RISSO A; PELLEGRINO FJ; CORRADA Y; NICOLOF N; SEOANE A; RELLING AE

Baltimore, Maryland

Encuentro; American Society of Animal Science (ASAS), Canadian Society of Animal Science (CSAS), Annual Meeting and Trade Show; 2017

ASAS-CSAS

The aim of the present study was to evaluate the effect of dietary supplementation with fish oil (FO) alone or FO and vitamin E (VE) on DNA damage and serum VE concentration in dogs undergoing training. Using a replicate 3 × 3 Latin square design, 6 male dogs (2?6 yr and 21?35 kg) were assigned to 3 groups: 1) a control diet (CG), 2) the same diet supplemented with 54 mg FO/kg BW0.75 (FG), and 3) a similar diet plus FO (54 mg/kg BW0.75) and 400 mg VE (FEG) per day for 60 d. Blood samples were collected on d 0, 30, and 60. Deoxyribonucleic acid damage was measured using a single-cell gel electrophoresis assay in peripheral whole blood leukocytes. Deoxyribonucleic acid damage was classified in 4 classes (I = undamaged, II = minimum damage, III = medium damage, and IV = maximum damage). Furthermore, a DNA damage index (DI) was calculated using the formula DI = [(I) + 2(II) + 3(III) + 4(IV)]/N(0?IV), in which 0?IV represents the nucleoid type and N0?NIV represents the total number of nucleoids scored. Dogs were trained on a treadmill at 8 km/h and a 7.5% slope twice a week for 60 d. Each session lasted 30 min. Data were analyzed using PROC MIXED of SAS (9.4; SAS Inst. Inc., Cary, NC). Treatment, time, and their interaction were considered fixed variables and dog and period were considered random. The SLICE option of SAS was used for mean separation when there was a treatment × time interaction. On d 30, there was a significant increase in DI in FG compared with CG and FEG (P < 0.01). Deoxyribonucleic acid damage index values were 0.002, 0.105, 0.109, 0.053, 0.743, 0.467, 0.175, 0.127, and 0.193, for CG, FG, and FEG on d 0, 30, and 60, respectively.

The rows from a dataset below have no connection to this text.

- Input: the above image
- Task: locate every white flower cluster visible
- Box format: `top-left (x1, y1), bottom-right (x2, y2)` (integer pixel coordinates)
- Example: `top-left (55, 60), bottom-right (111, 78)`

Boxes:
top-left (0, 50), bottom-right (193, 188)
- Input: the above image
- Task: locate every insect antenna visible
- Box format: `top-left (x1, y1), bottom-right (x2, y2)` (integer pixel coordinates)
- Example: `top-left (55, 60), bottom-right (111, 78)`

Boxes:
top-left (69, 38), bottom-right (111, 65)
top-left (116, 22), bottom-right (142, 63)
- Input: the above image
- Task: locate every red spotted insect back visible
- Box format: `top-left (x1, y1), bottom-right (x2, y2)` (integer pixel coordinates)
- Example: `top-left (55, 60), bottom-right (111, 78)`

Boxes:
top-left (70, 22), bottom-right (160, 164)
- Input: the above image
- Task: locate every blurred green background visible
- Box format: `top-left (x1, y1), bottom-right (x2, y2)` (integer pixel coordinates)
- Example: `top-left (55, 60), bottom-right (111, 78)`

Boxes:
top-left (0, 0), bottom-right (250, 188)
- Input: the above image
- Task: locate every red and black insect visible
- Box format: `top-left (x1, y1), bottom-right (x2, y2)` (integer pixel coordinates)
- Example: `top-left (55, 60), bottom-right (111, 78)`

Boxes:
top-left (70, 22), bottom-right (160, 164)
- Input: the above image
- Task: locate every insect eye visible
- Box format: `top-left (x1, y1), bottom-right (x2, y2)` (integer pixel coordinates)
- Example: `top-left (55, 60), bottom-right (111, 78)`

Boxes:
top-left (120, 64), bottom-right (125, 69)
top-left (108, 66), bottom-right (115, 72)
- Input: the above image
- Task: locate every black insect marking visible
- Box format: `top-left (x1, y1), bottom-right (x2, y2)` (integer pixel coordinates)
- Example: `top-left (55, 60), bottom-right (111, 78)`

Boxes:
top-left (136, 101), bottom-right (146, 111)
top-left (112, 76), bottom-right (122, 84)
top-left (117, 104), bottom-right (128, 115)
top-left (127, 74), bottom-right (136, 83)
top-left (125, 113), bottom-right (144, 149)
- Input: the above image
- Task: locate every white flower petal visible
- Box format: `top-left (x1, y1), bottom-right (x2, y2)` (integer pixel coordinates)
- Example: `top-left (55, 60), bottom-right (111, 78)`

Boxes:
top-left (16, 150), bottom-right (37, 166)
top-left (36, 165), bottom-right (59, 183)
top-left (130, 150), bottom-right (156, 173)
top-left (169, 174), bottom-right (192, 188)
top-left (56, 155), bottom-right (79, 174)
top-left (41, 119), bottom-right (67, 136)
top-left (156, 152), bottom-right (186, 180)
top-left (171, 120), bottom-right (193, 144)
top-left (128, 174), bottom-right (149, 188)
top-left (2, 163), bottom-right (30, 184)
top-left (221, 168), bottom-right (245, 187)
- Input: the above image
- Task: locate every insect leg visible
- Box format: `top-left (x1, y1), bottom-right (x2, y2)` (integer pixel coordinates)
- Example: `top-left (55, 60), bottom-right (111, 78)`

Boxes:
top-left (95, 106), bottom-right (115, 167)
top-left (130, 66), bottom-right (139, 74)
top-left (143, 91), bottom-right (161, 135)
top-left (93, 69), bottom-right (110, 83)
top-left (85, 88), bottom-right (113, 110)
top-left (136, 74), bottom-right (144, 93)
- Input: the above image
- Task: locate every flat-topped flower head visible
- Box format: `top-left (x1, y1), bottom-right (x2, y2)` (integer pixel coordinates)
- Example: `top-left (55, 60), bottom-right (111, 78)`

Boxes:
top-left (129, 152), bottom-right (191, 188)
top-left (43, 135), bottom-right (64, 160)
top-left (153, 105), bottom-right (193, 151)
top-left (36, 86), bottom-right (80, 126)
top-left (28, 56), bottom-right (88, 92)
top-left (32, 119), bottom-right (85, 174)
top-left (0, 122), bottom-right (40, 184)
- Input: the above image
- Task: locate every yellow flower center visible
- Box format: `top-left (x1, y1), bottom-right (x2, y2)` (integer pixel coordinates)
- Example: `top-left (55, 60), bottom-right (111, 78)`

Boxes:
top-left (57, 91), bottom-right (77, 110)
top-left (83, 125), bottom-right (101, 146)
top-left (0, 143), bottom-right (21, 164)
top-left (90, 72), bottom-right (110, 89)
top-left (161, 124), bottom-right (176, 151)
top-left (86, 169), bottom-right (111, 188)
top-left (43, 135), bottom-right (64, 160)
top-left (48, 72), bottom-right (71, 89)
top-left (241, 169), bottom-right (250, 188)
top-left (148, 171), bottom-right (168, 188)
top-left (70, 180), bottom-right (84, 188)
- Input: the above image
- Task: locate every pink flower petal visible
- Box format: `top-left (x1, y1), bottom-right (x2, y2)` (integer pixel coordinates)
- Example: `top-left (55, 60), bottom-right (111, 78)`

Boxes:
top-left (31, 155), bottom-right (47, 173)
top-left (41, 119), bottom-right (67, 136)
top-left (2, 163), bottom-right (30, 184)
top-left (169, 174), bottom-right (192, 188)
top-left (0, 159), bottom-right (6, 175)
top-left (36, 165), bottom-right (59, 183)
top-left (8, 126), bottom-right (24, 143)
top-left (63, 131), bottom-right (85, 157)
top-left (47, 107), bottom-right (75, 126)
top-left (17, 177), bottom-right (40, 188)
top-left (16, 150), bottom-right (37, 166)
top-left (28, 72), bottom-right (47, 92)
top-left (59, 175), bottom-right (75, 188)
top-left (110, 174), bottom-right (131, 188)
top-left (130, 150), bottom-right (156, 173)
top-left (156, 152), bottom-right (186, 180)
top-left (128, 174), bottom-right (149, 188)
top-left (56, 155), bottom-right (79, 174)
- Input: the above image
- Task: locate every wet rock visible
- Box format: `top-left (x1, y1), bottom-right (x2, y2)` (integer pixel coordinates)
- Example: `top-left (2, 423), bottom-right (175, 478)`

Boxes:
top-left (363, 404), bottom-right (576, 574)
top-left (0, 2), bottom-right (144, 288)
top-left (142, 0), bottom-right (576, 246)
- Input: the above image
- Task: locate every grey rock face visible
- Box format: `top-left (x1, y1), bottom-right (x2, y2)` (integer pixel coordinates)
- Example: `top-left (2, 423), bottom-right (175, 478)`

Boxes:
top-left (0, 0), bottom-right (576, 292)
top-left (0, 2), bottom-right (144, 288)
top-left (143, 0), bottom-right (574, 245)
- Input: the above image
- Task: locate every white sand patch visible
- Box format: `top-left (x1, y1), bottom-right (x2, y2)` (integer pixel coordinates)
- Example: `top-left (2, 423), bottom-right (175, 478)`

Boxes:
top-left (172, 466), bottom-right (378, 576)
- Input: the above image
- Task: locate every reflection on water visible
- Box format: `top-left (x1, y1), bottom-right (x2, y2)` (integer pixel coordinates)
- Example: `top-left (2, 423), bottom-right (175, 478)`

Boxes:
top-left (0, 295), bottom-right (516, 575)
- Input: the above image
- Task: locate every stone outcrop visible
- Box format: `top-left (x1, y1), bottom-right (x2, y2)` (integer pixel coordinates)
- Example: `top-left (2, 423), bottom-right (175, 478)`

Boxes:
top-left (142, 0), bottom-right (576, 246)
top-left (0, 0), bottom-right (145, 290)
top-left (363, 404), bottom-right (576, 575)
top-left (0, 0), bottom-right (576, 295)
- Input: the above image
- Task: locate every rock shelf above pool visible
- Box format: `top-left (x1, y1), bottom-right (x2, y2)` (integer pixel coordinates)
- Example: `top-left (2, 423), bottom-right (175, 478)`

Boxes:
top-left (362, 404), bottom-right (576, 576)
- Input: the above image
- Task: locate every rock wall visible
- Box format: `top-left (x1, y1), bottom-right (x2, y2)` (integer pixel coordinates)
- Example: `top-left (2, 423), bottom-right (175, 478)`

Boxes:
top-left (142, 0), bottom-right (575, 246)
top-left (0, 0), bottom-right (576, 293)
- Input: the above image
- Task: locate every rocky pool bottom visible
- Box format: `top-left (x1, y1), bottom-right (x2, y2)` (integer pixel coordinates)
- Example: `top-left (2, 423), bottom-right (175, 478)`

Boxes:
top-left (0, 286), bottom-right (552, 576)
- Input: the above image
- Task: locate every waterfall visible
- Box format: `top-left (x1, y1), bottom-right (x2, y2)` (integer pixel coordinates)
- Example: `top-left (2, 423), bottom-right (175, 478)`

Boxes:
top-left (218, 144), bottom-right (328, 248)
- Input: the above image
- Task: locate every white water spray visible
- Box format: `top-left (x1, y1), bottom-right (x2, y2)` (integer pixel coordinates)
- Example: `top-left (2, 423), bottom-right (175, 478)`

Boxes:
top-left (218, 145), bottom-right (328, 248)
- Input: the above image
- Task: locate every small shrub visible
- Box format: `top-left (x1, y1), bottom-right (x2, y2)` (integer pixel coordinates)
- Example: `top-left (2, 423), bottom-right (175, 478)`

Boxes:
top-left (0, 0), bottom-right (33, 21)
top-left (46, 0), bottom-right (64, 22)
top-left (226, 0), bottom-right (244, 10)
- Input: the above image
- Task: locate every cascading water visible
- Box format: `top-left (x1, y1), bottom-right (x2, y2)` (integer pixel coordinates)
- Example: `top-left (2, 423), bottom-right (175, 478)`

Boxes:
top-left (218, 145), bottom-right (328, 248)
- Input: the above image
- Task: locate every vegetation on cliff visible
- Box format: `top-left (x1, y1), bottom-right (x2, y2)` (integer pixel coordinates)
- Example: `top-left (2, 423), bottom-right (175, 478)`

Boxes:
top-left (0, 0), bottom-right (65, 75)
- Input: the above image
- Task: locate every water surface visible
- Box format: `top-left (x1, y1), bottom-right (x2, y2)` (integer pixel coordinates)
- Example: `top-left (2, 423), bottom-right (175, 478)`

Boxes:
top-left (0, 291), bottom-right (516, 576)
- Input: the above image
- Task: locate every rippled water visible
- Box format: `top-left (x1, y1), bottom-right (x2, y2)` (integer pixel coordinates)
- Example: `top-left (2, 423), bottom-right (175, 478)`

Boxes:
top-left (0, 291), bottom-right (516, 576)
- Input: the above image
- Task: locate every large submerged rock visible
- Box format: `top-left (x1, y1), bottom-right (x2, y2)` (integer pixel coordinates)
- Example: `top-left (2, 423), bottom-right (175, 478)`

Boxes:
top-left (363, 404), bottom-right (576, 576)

There was a time × treatment interaction for the serum VE concentration (P < 0.01). On d 0 and on d 30, there were no differences in serum VE concentrations of the 3 groups (P > 0.1). However, on d 60, serum VE concentrations were higher in FEG compared with those in CG and FG (6,200 vs. 2,300 vs. 2,000 μg/d, respectively; P < 0.01). In conclusion, FO supplementation produces DNA damage after 30 d but not at 60 d. The supplementation of FO with VE could prevent the damage at 30 d. Supplementation with VE increases serum VE concentration.